# Composition by Jan Harris



## janxharris (May 24, 2010)

Hi - would appreciate any feedback on this piece which is untitled but was formerly called 'Sonnet'. You can hear the first six and a half minutes on this recording (I am still working on the the rest which I hope to complete it by spring 2018).

The first 2 and 3/4 minutes were performed earlier this year by the Andover Light Orchestra. The Jan Modelski Orchestra are to perform it in February 2018.

Untitled (formerly called 'Sonnet')

The score is available on request.


----------



## KjellPrytz (Dec 16, 2016)

Hi Jan,
congrats to you for a nice composition with tremendous sound. I understand this piece is in the soundtrack class and as such it is lovely and very relaxing. I do miss however dynamics, melody and personality of the orchestra but this is just some reflection of my personal taste of music. Is this a live, studio or digital recording? Nowadays I usually cannot hear the difference.

Kjell


----------



## janxharris (May 24, 2010)

KjellPrytz said:


> Hi Jan,
> congrats to you for a nice composition with tremendous sound.
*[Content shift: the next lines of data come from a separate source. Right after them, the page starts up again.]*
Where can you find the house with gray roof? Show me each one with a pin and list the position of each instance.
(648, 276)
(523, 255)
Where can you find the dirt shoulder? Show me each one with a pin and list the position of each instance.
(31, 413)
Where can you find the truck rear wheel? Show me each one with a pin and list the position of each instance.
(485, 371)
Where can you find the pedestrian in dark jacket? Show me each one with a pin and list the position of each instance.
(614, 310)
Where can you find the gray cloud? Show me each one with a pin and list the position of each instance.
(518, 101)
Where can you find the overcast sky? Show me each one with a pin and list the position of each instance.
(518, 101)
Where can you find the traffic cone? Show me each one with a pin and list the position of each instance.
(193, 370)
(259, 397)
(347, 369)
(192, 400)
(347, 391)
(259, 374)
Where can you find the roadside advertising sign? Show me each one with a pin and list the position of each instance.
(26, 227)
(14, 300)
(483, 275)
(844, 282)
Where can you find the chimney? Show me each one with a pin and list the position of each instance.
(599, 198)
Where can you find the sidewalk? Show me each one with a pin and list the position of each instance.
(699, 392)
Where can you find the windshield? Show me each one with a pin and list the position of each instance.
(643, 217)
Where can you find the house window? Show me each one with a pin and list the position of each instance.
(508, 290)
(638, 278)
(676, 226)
I understand this piece is in the soundtrack class and as such it is lovely and very relaxing. I do miss however dynamics, melody and personality of the orchestra but this is just some reflection of my personal taste of music. Is this a live, studio or digital recording? Nowadays I usually cannot hear the difference.
> 
> Kjell


Thanks for the feedback Kjell. It's a digital recording.


----------



## Vasks (Dec 9, 2013)

janxharris said:


> It's a digital recording.


That's obvious, but I would suggest that if you want to give an impression of a real orchestra cut back on the reverb. It's very heavy.


----------



## KjellPrytz (Dec 16, 2016)

Vasks said:


> That's obvious, but I would suggest that if you want to give an impression of a real orchestra cut back on the reverb. It's very heavy.


That is a very intricate comment. I am just curious, what could be the argument for that a digital recording should mimic a real orchestra?


----------



## Vasks (Dec 9, 2013)

Well, if you want anybody to feel *it's for* real musicians to play then you make it sound as close to what they'll be like. Use heavy reverb if it's more mood oriented than live performance oriented.


----------